What total addressable market (TAM) size is the company pursuing? Antill assessed:

“Today’s global supply chains rely on an increasing number of interconnected devices to capture and relay timely data. These connected devices have multiplied at a rapid rate, increasing from 10.8bn in 2019 to a predicted 30bn-plus by 2025 (potentially as high as 42bn according to Statista). This growing complexity of enterprise IoT ecosystems makes device security increasingly vital. According to research last year by Check Point Research, in an average week, 54% of organizations experience IoT-focused cyber-attacks, which makes effective identity and access management a priority for business risk mitigation and compliance.”

Differentiation From The Competition

What differentiates the company from its competition? Antill affirmed:

Our SaaS solution is the only one that allows organizations to achieve zero trust at enterprise scale, aligning to the NIST framework and enabling complete device and data trust. KSaaS also means that this solution can scale alongside an organization’s requirements while removing the need for costly infrastructure or expensive internal resources.

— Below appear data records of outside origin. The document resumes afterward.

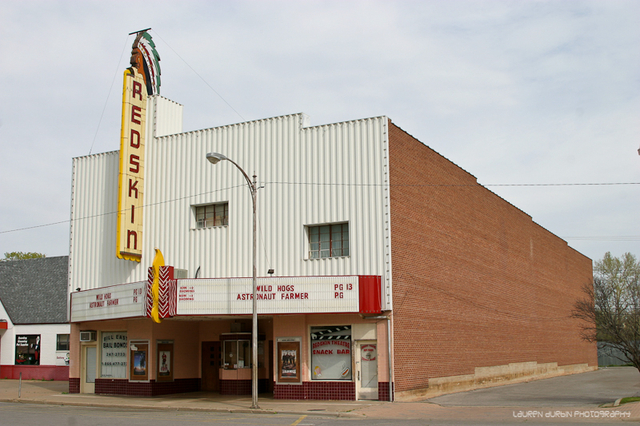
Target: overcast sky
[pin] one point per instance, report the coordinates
(514, 92)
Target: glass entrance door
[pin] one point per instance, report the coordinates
(89, 369)
(367, 370)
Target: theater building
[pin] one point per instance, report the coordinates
(385, 271)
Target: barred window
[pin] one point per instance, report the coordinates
(212, 215)
(328, 240)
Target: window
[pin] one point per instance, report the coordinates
(62, 342)
(331, 353)
(237, 353)
(28, 349)
(113, 356)
(328, 240)
(212, 215)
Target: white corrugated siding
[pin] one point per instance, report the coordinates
(311, 175)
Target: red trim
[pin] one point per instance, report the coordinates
(35, 372)
(370, 288)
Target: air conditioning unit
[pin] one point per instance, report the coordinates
(87, 336)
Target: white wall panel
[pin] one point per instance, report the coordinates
(310, 175)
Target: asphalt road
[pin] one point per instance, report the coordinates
(586, 389)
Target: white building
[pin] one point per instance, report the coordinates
(34, 332)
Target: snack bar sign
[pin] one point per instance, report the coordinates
(274, 295)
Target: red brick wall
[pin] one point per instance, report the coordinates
(475, 282)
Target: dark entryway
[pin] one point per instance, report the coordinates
(211, 366)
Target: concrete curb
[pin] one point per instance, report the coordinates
(183, 408)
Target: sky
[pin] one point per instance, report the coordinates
(539, 100)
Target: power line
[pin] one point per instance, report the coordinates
(606, 238)
(201, 78)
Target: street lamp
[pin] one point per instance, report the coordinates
(214, 158)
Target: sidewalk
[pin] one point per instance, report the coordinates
(56, 393)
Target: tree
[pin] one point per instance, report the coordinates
(610, 309)
(19, 255)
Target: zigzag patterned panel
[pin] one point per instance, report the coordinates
(167, 301)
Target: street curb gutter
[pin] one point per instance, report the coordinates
(196, 409)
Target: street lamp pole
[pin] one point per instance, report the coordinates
(214, 158)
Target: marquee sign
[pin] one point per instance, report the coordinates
(141, 80)
(274, 295)
(119, 301)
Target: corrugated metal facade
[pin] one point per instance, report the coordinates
(309, 176)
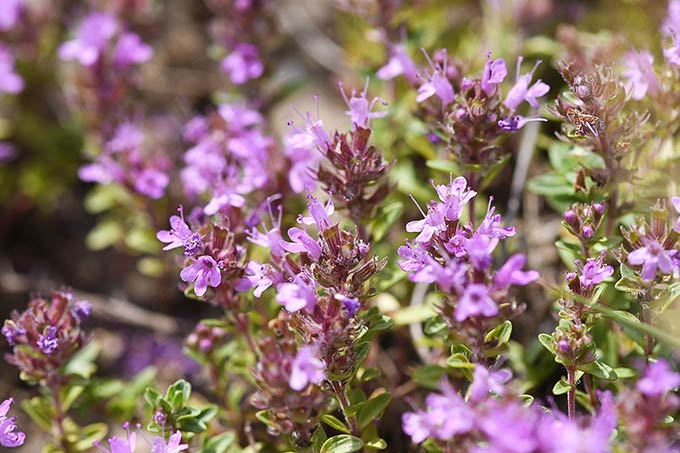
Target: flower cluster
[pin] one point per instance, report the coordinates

This means we are delivering significant ROI for our customers. For example, in an environment with 20,000 connected devices, the return on investment of using KSaaS over a manual solution is 241%.

Future Company Goals

What are some of the company’s future company goals? Antill concluded:

Our aim is to continue to grow our presence, particularly in North America and further strengthen our foothold in the automotive, medical, industrial and public sectors. In the US, the SBOM requirement (software bill of materials) is already reshaping the landscape for IoT devices very significantly. We will continue to work with government organizations and public sector bodies to help to shape security regulations and legislation.